契約書を電子化するには?スキャナ保存の要件と電子契約への移行手順【2026年時点】
キャビネットを占有する契約書の束を減らしたい、過去の契約条件を探す時間をなくしたい。そう考えて調べ始めると、スキャナで取り込む話と電子契約サービスの話が混ざって出てきます。この2つは、対象になる契約も法令上の扱いもかかる費用の形も別物です。この記事では、すでに紙で保管している契約書をデータとして保存するルートと、これから結ぶ契約を電子契約に切り替えるルートを分けて整理します。そのうえでスキャナ保存の要件、原本を廃棄してよい書類の線引き、書類の種類ごとの可否、探せる状態を作る台帳設計まで順に扱います。
まとめ:契約書の電子化で先に決める2つのルートと保存の要件
最初に決めるのは、既存の紙をどうするかと、これから結ぶ契約をどうするかを別々に扱うことです。この2つを1本のプロジェクトとして走らせると、スキャン作業の物量と取引先への説明という性質の違う課題が同時に押し寄せ、どちらも中途半端に止まります。既存の紙は自社だけで完結するため先に着手でき、新規契約の電子化は相手方の同意が要るため日程が読みにくい。この違いを踏まえて順番を組んでください。

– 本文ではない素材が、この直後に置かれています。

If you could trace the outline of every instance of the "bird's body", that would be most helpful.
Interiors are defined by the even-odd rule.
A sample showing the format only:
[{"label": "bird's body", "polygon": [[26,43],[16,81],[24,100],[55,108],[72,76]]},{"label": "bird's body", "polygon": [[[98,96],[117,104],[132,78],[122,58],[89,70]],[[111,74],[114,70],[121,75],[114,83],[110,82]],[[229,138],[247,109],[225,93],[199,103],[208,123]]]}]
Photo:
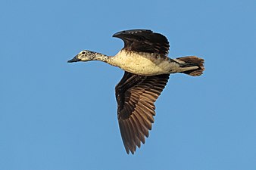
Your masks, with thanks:
[{"label": "bird's body", "polygon": [[[169,74],[191,70],[180,67],[178,63],[170,58],[155,53],[121,50],[111,59],[114,60],[112,65],[126,72],[143,76]],[[195,69],[197,68],[196,66]]]},{"label": "bird's body", "polygon": [[133,154],[148,137],[155,115],[154,103],[170,74],[200,76],[204,70],[204,60],[195,56],[169,58],[167,39],[151,30],[122,31],[113,36],[124,42],[124,48],[116,55],[82,51],[68,62],[100,60],[125,71],[115,89],[117,118],[126,150]]}]

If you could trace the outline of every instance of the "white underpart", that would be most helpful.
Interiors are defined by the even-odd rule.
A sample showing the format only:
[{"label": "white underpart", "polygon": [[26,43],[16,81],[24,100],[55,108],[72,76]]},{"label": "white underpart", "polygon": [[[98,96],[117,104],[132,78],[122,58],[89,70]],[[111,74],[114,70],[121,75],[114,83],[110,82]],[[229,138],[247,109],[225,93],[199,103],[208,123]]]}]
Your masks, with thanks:
[{"label": "white underpart", "polygon": [[[111,58],[108,62],[110,64],[119,66],[125,71],[144,76],[174,73],[198,68],[180,67],[179,63],[167,57],[163,57],[155,53],[127,52],[122,50]],[[183,61],[179,60],[178,63],[180,62]]]}]

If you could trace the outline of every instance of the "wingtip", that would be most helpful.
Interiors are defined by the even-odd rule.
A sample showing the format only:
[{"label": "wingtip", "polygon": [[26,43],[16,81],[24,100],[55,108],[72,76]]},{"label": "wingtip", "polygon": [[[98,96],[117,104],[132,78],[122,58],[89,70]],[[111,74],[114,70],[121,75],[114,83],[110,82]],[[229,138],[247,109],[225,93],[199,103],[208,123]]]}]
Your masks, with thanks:
[{"label": "wingtip", "polygon": [[123,31],[120,31],[116,33],[114,33],[112,37],[119,37],[120,35],[124,35],[124,34],[134,34],[137,32],[152,32],[151,30],[150,29],[129,29],[129,30],[123,30]]}]

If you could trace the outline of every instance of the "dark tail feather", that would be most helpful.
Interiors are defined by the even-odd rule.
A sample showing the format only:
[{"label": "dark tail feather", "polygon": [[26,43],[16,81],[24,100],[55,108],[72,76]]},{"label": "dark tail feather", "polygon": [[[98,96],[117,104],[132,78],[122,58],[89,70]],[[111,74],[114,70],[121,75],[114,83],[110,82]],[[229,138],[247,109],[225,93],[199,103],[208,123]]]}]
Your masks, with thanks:
[{"label": "dark tail feather", "polygon": [[188,74],[192,76],[199,76],[200,75],[203,73],[203,71],[204,70],[204,60],[202,58],[199,58],[195,56],[188,56],[188,57],[176,58],[176,60],[185,62],[185,64],[188,64],[190,66],[192,65],[198,66],[199,67],[195,70],[183,72],[183,73]]}]

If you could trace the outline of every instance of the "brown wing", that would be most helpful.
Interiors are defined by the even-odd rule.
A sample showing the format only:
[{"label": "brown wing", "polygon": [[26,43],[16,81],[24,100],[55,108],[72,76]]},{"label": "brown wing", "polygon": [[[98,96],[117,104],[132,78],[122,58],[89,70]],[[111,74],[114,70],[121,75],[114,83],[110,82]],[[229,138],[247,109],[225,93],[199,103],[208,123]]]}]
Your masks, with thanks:
[{"label": "brown wing", "polygon": [[118,32],[113,37],[124,42],[123,49],[137,52],[156,53],[167,55],[169,51],[167,39],[148,29],[132,29]]},{"label": "brown wing", "polygon": [[122,140],[126,150],[133,154],[154,122],[155,101],[168,82],[169,74],[139,76],[128,72],[116,86],[117,117]]}]

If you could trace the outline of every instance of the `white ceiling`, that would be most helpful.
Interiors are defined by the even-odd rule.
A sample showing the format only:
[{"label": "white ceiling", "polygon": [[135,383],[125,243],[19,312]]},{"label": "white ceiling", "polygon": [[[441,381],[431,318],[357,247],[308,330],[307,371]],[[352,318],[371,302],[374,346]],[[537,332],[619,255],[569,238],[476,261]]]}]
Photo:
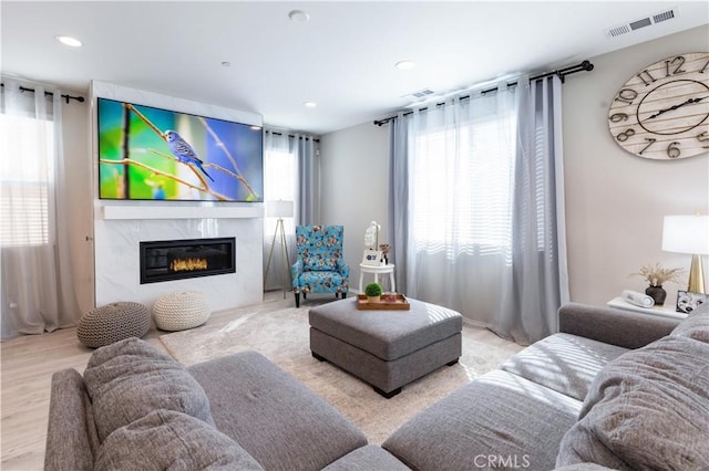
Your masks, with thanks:
[{"label": "white ceiling", "polygon": [[[670,8],[672,20],[604,33]],[[290,21],[294,9],[310,21]],[[325,134],[384,117],[422,88],[445,94],[545,72],[708,24],[709,2],[4,0],[0,15],[3,74],[78,92],[102,80]],[[84,45],[68,48],[56,34]],[[418,66],[394,69],[401,60]]]}]

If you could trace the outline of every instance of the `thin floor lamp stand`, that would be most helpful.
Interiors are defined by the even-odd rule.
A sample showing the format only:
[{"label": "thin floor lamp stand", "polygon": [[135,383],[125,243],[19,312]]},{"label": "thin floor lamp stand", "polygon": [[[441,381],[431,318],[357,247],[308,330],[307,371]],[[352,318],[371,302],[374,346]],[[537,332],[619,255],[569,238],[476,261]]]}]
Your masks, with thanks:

法令上の位置づけも押さえましょう。紙で作成・受領した契約書をスキャンして画像で保存する方法は電子帳簿保存法のスキャナ保存にあたり、採用は任意です。紙のまま保管し続けても違法にはなりません。一方、メール添付のPDFや電子契約サービスで締結した契約書は電子取引データにあたり、2024年1月以降はデータのまま保存する義務があります。紙に印刷して原本を捨てる運用は、この区分では認められていません。義務があるのは新規の電子取引側で、既存の紙の電子化は業務改善のための選択になります。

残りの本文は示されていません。